# Lab 1

We will do text analysis of a public free text to demonstrate text analysis techniques.

Project Gutenberg is a great resource for these texts.

We will use [The Land That Time Forgot](https://www.gutenberg.org/ebooks/551) and download the [TXT version](https://www.gutenberg.org/ebooks/551.txt.utf-8), which we have included in the support files for this training.

Take a look at the file and understand the spacing and formatting of the text. 

**Facilitator: give the learners between 5 and 10 minutes to open the file, and review the text itself. Encourage them to consider the contents: how would they separate the narrative text from the errata that is included in a book? Does the author spell out numbers? Or will they need to figure out how to manage integers inside the text?**

There's a boilerplate at the beginning that describes the document and the license at the end for using the text.



## Count the words of the text

We want to count the number of words in the text of the book. 

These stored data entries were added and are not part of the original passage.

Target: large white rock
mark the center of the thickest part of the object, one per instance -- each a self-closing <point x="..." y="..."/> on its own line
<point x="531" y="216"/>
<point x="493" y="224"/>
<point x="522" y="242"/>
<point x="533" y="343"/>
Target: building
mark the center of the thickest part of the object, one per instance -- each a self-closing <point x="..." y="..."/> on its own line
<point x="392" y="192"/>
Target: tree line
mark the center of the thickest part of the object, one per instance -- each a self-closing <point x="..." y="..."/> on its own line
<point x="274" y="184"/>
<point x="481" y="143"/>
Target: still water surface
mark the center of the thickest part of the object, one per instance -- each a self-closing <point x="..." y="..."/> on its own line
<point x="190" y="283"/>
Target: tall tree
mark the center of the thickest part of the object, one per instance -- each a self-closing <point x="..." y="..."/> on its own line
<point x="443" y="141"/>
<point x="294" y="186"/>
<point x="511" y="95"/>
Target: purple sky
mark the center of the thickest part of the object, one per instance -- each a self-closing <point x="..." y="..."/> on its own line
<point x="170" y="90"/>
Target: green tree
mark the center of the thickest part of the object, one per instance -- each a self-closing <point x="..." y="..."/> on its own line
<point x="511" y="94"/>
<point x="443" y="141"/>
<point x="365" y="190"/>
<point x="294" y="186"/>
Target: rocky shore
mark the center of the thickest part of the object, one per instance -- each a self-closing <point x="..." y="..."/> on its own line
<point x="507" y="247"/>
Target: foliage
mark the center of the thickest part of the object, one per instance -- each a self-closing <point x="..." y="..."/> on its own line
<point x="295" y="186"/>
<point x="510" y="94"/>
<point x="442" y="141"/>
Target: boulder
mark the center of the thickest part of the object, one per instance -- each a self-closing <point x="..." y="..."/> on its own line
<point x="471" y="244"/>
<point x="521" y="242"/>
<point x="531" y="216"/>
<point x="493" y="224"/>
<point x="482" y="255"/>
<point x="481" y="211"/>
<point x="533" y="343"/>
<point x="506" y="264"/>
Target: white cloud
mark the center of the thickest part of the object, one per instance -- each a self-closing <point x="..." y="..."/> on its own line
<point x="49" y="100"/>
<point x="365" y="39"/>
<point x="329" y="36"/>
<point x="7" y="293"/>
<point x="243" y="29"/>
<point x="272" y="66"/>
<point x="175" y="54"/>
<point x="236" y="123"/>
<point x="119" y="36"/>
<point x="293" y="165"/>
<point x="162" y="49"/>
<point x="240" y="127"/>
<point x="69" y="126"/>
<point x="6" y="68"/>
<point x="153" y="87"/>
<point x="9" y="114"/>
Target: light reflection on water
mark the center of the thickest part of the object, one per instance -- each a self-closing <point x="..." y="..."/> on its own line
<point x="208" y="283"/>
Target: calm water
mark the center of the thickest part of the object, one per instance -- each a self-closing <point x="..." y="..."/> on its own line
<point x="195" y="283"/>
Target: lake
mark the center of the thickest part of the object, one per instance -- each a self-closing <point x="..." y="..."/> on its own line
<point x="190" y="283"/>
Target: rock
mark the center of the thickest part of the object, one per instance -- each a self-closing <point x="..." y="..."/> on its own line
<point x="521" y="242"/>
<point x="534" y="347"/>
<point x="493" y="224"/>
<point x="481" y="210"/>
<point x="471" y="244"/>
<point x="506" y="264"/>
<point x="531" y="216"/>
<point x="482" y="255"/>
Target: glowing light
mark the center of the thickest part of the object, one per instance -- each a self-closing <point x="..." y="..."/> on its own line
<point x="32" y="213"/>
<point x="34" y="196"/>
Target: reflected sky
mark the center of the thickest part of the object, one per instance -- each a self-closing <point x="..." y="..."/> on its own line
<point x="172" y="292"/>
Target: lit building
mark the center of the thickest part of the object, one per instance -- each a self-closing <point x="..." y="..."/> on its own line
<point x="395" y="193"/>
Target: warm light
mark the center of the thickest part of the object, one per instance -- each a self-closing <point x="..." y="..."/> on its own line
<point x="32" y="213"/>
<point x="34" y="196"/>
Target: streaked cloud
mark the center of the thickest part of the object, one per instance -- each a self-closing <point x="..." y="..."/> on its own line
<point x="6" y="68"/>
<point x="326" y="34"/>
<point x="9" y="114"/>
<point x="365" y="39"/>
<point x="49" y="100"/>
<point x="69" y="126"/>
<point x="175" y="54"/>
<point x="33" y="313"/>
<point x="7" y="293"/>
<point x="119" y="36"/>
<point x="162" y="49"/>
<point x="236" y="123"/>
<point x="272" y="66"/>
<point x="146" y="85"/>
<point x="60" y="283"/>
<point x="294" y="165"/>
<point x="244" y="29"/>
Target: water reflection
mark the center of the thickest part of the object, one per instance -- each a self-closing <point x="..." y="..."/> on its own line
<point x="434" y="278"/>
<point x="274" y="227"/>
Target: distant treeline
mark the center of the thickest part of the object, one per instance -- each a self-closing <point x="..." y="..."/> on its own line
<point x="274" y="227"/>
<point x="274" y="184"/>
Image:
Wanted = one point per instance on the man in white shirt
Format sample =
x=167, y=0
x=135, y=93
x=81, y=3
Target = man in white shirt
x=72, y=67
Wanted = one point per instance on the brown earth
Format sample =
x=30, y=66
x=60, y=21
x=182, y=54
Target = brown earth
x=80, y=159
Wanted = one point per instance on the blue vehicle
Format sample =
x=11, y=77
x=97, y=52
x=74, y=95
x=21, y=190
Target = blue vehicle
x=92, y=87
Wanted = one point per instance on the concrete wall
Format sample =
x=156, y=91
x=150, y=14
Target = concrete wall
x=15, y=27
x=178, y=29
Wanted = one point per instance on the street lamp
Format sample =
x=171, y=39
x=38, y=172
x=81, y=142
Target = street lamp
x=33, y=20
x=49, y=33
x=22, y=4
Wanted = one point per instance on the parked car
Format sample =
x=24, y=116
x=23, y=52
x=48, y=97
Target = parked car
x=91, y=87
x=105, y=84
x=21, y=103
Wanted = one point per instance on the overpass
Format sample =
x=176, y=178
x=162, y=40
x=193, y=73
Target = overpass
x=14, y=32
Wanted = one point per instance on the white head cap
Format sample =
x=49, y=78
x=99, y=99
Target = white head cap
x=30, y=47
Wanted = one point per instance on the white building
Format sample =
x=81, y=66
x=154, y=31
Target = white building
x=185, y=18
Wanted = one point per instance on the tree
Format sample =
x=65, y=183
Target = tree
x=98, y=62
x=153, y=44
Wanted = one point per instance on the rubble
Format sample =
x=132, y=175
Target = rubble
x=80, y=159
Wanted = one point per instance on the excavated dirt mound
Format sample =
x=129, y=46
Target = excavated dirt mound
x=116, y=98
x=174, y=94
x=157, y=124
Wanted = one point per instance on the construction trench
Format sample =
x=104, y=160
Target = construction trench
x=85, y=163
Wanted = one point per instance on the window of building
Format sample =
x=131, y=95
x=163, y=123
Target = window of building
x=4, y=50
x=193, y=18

To do this we'll split the text on key phrases present in the text.

To separate the header from the text, we'll use the phrase
`*** START OF THE PROJECT GUTENBERG EBOOK THE LAND THAT TIME FORGOT ***`

To separate the text from the license, we'll use the phrase
`End of Project Gutenberg's The Land That Time Forgot, by Edgar Rice Burroughs`

Since we only want to count words, we'll need to use *regular expressions* to remove punctuation and quotation marks.
The only characters we want to keep are alphabetic characters a-z and A-Z.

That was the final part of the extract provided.